Benchmarking various FFT implementations

FFTW3 run in FFTW_MEASURE mode. FFTW_PATIENT is death, and I wanted to give it a fair shot with the default. It's compiled with

./configure --enable-openmp --enable-shared=yes --enable-sse2 --enable-avx\
    --enable-avx2 --enable-avx512 --disable-kcvi --disable-vsx \
    --disable-avx-128-fma --enable-fma

using gcc 12.2.0. All benchmarks are compiled with native instructions enabled: -march=native -O3.

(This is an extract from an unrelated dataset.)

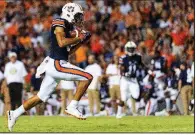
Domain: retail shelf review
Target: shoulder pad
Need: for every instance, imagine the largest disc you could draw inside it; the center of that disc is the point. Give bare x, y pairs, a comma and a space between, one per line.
58, 22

MKL	FFTW	KISS	Pocket	DUCC	Sleef
2023.1.0	3.3.10	131.1.0	81d171a6	0.32.0	3.5.1

Single threaded results

1D

2D

3D

Multi threaded results

All benchmarks are run on a single socket, using all available cores on that socket. I.e.

# Rome: 64 cores
# Skylake: 20 cores
# Icelake: 32 cores

export OMP_NUM_THREADS=$((nproc / 2))
export OMP_PROC_BIND=spread
export OMP_PLACES=threads

taskset -c 0-$((OMP_NUM_THREADS-1)) blah_bench args

Note that KISS has openmp enabled, but I didn't do a separate build for it. Given its performance, I am happy to ignore it. So the following benchmarks are just for mkl/fftw3.

1D

2D

Note the AMD measurements are not in error. This really happens consistently. MKL is very unhappy with more than 16 threads for these particular sizes in 2D.